Pentagon officials are preparing to furlough nearly all of the department’s civilian workforce, severely curtail day-to-day U.S. military operations and bring any plans for new business contracts to a halt if the federal government shuts down next week. 

The shutdown plan, drafted by Deputy Defense Secretary Ashton Carter and released Friday, closely follows the Defense Department contingency blueprint issued by military leaders in anticipation of the last shutdown threat in 2011.

Despite those sharp reductions, department and service leaders will continue to carry out “essential operations in the absence of appropriated funds,” Carter said in a memorandum Friday.

“The department will, of course, continue to prosecute the war in Afghanistan … as well [as] continue many other operations necessary for the safety of human life and protection of property,” Carter said in the Pentagon-wide memo.

On Friday, the Senate voted along party lines to pass a stopgap spending measure lasting until Nov. 15 after removing controversial language to defund ObamaCare.

The 54-44 vote puts the Senate on a collision course with the House, where Speaker John Boehner (R-Ohio) has said the stripped-down bill would not reach the floor.

If Congress does not resolve the impasse by Tuesday, funding will expire, and many government services would be limited.

But merely planning for a potential shutdown is already having a negative impact on the Department of Defense.

“The planning itself is disruptive,” Pentagon Comptroller Robert Hale said Friday. 

Top DOD offices are wasting “thousands of hours of employee time” that could be used to address pressing national security issues facing the United States, Hale told reporters at the Pentagon. 

“I am in triage mode,” Hale said, describing the department’s efforts to prepare for a looming shutdown. 

That said, “I hope we are all wasting our time” in preparing for a shutdown, Hale said, adding that Congress needed to take action immediately. 

Carter listed more than 40 essential Pentagon and service-led activities that would be exempted from a possible government shutdown on Oct. 1.

Nearly all of those activities on the exempted list are “determined to be necessary for national security,” according to Carter.

Aside from combat operations in Afghanistan and elsewhere, the national security missions on the list range from ongoing intelligence operations to maintaining dining halls and gyms “required for readiness” of U.S. forces.

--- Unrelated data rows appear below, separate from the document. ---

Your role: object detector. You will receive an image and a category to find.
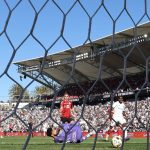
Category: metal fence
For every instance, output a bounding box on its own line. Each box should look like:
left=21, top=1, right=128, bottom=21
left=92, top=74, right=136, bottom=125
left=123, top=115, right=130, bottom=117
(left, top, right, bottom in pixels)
left=0, top=0, right=150, bottom=150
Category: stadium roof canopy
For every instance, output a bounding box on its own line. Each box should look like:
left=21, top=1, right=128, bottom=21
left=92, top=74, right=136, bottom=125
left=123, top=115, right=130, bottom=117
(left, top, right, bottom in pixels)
left=14, top=22, right=150, bottom=88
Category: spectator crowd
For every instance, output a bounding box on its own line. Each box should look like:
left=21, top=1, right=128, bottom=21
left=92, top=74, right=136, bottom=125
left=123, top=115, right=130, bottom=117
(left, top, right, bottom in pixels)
left=0, top=98, right=150, bottom=132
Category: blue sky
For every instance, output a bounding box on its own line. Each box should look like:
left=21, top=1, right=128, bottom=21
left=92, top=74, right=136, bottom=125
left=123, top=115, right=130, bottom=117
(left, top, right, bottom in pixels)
left=0, top=0, right=150, bottom=101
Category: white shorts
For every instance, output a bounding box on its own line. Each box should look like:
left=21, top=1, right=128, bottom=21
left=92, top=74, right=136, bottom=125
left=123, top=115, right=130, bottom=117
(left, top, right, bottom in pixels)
left=111, top=116, right=126, bottom=126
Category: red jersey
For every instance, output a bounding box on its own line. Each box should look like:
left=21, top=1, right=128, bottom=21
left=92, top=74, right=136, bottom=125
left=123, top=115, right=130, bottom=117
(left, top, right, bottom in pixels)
left=60, top=100, right=73, bottom=118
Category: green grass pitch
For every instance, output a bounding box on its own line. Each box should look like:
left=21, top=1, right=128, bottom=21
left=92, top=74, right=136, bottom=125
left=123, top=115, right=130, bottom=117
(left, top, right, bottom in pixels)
left=0, top=137, right=150, bottom=150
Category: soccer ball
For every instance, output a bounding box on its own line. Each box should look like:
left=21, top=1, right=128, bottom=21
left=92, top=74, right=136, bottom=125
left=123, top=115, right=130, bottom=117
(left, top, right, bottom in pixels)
left=112, top=136, right=122, bottom=148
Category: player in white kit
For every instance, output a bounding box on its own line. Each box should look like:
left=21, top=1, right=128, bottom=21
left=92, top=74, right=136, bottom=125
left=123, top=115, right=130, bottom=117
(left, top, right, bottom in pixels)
left=106, top=97, right=128, bottom=141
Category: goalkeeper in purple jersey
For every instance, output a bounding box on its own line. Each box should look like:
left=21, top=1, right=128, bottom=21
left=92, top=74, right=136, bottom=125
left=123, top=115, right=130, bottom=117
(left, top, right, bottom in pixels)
left=47, top=122, right=93, bottom=143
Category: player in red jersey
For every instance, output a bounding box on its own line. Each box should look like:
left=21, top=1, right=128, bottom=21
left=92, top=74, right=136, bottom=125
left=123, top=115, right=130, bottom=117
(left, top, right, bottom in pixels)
left=60, top=93, right=74, bottom=123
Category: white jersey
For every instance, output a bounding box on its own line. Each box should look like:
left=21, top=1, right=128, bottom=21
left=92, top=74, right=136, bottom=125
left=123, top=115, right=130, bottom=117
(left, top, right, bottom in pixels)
left=112, top=101, right=125, bottom=116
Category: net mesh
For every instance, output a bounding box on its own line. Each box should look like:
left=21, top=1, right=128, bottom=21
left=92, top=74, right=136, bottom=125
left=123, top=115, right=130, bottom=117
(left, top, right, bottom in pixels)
left=0, top=0, right=150, bottom=150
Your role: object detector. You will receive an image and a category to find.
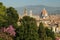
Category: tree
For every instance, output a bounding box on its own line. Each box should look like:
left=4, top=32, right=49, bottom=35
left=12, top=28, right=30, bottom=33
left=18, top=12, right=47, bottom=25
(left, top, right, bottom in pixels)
left=16, top=16, right=39, bottom=40
left=6, top=7, right=19, bottom=25
left=38, top=22, right=47, bottom=40
left=0, top=2, right=6, bottom=27
left=45, top=28, right=55, bottom=40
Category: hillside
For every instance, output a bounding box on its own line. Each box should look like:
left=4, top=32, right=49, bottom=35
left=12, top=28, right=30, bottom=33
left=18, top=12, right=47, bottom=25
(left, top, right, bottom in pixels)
left=16, top=5, right=60, bottom=14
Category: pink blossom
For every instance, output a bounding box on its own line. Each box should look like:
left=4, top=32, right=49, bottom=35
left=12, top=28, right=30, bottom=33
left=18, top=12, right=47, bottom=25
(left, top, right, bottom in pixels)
left=0, top=25, right=16, bottom=36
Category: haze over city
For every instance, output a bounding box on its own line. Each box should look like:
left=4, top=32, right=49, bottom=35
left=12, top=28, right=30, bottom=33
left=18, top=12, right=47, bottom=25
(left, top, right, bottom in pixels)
left=0, top=0, right=60, bottom=7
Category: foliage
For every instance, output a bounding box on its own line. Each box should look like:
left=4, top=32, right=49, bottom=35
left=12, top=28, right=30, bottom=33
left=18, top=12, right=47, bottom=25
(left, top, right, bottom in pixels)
left=0, top=25, right=16, bottom=36
left=16, top=16, right=39, bottom=40
left=45, top=28, right=55, bottom=40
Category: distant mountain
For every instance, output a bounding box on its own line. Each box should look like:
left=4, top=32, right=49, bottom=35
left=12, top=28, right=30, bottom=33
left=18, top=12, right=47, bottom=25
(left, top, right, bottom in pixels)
left=16, top=5, right=60, bottom=14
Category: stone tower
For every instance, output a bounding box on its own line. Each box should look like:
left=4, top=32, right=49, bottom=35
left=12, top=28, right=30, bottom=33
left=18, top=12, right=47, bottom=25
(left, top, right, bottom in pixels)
left=30, top=10, right=32, bottom=17
left=24, top=8, right=27, bottom=16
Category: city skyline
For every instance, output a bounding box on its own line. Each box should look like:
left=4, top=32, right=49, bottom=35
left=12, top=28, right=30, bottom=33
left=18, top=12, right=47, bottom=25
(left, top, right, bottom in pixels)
left=0, top=0, right=60, bottom=7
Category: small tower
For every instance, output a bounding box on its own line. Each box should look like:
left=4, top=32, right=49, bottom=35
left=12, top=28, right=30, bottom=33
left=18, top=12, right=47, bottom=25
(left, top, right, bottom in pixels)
left=30, top=10, right=32, bottom=17
left=41, top=8, right=48, bottom=19
left=24, top=8, right=27, bottom=16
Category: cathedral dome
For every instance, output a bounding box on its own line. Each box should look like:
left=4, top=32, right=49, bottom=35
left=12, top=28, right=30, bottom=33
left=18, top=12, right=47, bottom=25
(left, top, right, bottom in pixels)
left=41, top=8, right=47, bottom=15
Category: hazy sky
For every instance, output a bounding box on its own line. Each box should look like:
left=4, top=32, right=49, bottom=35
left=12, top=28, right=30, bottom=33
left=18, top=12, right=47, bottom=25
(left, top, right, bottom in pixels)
left=0, top=0, right=60, bottom=7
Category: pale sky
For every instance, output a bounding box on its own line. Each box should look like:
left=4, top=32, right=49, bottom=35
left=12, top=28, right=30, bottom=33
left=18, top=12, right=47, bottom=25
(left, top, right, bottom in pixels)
left=0, top=0, right=60, bottom=7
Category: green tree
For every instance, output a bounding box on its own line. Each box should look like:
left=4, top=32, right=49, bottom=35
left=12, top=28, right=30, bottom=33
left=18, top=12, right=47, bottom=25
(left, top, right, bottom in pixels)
left=0, top=2, right=7, bottom=27
left=17, top=16, right=39, bottom=40
left=45, top=28, right=55, bottom=40
left=6, top=7, right=19, bottom=25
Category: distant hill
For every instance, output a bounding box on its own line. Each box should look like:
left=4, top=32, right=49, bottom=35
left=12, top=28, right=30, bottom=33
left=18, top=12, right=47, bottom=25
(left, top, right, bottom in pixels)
left=16, top=5, right=60, bottom=14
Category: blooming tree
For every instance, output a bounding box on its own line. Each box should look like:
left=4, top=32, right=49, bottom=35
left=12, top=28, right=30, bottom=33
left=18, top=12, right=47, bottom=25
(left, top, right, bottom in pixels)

Should the White House order combat operations, such as military action in Syria, that mission and others would also be exempted from the effects of a shutdown, Hale added. 

As a result, all U.S. service members “will continue to report for duty,” even if the federal government shutters its doors on Monday.

Those soldiers, sailors, airmen and Marines will carry out their assigned jobs, as well as pick up additional work left behind by furloughed civilians, according to the Pentagon guidance.

“A minimum number of civilian employees may be retained as needed,” but only to oversee the shutdown of those day-to-day operations deemed unnecessary by Defense Department leaders.

Roughly 400,000 civilian employees — half of the entire civilian workforce — would be sent home from the Pentagon and other DOD installations as a result of a shutdown, Hale said. 

“I would expect [civilian furloughs] to be in that vicinity,” Hale added. 

Pay for civilians who are furloughed would come only if Congress passed a law approving it, Pentagon press secretary George Little said last week.

While service members would continue to work in the event of a shutdown, their paychecks would be delayed until the shutdown ends.

However, Carter and Defense Secretary Chuck Hagel held out hope congressional lawmakers would be able to reach an eleventh-hour deal to avoid a shutdown.

“Secretary [Hagel] and I hope the Department of Defense will receive a [continuing resolution]” before the Oct. 1 deadline, Carter said.

Friday’s Pentagon guidance “is intended to support prudent planning” for a shutdown, and not in anticipation of a guaranteed outcome, he added.

— This story was originally posted at 2:11 p.m. and has been updated.